Durch die Eroberung von Schlesien, die Erwerbung Westpreußens bei der ersten polnischen Teilung (S. 296), — Friedrich nennt sich seitdem König von Preußen — und die Aufrechterhaltung des deutschen Reichssystems gegen die Bestrebungen Kaiser Josephs II. (S. 290f.) wird Preußen eine europäische Großmacht. Alle Welt bewunderte das Resultat, aber das preußische Staatswesen besaß bereits nicht mehr die Zuneigung der Zeitgenossen. — Friedrichs Fürsorge für sein Land, s. Anhang.
1765–1790.
Joseph II., deutscher Kaiser, für die österreichischen Länder bis 1780 nur Mitregent seiner Mutter Maria Theresia und wie sein Vater ohne bedeutenden Einfluß auf die innere Regierung.
1767.
Versuch einer Reform des Reichskammergerichts zu Wetzlar.
1769.
Zusammenkunft mit Friedrich II. in Neiße, der 1770 ein Gegenbesuch in Mährisch-Neustadt folgt.
1778–1779.
Bayrischer Erbfolgekrieg. Veranlassung: Aussterben der bayrischen Kurlinie mit Max Joseph (1777). Karl Theodor, 1743–1799 (S. 279), Kurfürst von der Pfalz und Herzog von Jülich und Berg, als Haupt der älteren Linie des Hauses Wittelsbach (vgl. S. 186) rechtmäßiger Erbe der bayrischen Länder, läßt sich von Kaiser Joseph II. bewegen, alte Ansprüche Österreichs auf Niederbayern und auf Teile der Oberpfalz anzuerkennen.

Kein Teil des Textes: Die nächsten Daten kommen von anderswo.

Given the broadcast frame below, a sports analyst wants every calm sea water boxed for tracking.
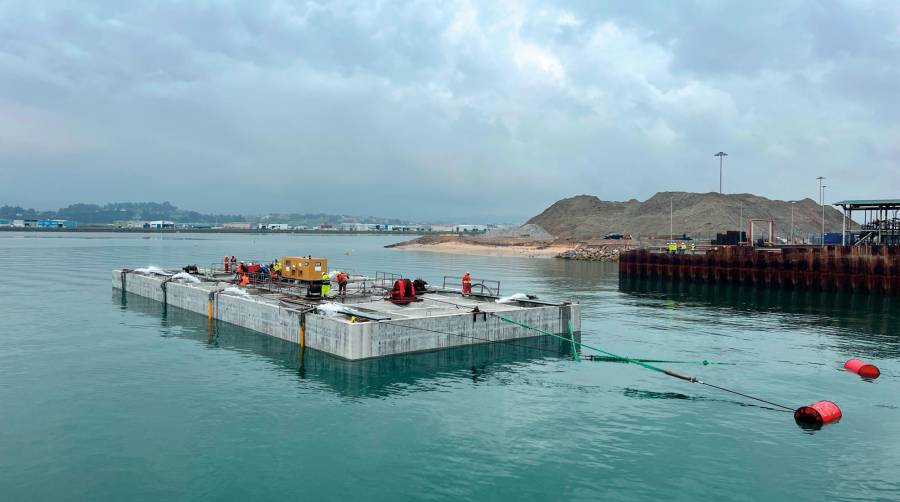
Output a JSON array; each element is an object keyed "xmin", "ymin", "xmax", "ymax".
[{"xmin": 0, "ymin": 233, "xmax": 900, "ymax": 500}]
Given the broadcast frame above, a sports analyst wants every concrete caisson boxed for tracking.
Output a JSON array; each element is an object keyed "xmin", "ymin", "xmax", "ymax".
[{"xmin": 112, "ymin": 270, "xmax": 581, "ymax": 360}]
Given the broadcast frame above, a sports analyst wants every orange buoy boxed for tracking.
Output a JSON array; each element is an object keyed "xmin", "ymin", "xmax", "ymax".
[
  {"xmin": 794, "ymin": 401, "xmax": 841, "ymax": 426},
  {"xmin": 844, "ymin": 358, "xmax": 881, "ymax": 380}
]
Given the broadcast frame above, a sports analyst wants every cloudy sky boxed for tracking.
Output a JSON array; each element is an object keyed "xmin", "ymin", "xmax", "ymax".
[{"xmin": 0, "ymin": 0, "xmax": 900, "ymax": 221}]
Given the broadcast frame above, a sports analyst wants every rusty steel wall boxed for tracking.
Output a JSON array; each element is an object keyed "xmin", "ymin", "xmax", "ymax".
[{"xmin": 619, "ymin": 246, "xmax": 900, "ymax": 295}]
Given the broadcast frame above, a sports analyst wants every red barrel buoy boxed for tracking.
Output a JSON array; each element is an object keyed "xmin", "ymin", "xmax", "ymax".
[
  {"xmin": 844, "ymin": 358, "xmax": 881, "ymax": 380},
  {"xmin": 794, "ymin": 401, "xmax": 841, "ymax": 425}
]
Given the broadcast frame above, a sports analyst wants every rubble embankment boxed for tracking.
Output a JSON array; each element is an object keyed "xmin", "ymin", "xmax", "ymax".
[{"xmin": 555, "ymin": 245, "xmax": 622, "ymax": 262}]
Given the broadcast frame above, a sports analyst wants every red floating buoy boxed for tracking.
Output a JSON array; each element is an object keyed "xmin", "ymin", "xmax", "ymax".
[
  {"xmin": 794, "ymin": 401, "xmax": 841, "ymax": 426},
  {"xmin": 844, "ymin": 358, "xmax": 881, "ymax": 380}
]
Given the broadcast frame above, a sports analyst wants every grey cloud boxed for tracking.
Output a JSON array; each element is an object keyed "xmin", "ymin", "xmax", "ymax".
[{"xmin": 0, "ymin": 1, "xmax": 900, "ymax": 220}]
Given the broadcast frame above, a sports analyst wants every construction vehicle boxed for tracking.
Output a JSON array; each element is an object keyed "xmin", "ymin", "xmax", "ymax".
[{"xmin": 279, "ymin": 256, "xmax": 328, "ymax": 297}]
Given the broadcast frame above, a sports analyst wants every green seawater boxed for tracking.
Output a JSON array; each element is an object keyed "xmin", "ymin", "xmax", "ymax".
[{"xmin": 0, "ymin": 232, "xmax": 900, "ymax": 501}]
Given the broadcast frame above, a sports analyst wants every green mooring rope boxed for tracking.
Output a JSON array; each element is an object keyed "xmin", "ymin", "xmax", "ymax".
[
  {"xmin": 493, "ymin": 314, "xmax": 670, "ymax": 374},
  {"xmin": 491, "ymin": 313, "xmax": 793, "ymax": 412}
]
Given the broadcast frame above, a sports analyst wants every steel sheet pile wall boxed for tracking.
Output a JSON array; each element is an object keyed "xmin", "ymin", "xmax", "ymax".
[{"xmin": 619, "ymin": 246, "xmax": 900, "ymax": 294}]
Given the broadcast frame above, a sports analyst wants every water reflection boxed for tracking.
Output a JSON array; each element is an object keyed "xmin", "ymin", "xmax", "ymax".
[
  {"xmin": 113, "ymin": 292, "xmax": 572, "ymax": 398},
  {"xmin": 619, "ymin": 277, "xmax": 900, "ymax": 358}
]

Vertrag zu Wien (1778, Januar). Besetzung von Niederbayern durch österreichische Truppen. Karl Theodor war kinderlos; mit seinem Erben, dem Herzog Karl von Pfalz-Zweibrücken, tritt Friedrich der Große in Verbindung und ermutigt ihn zum Widerstande gegen die österreichischen Ansprüche.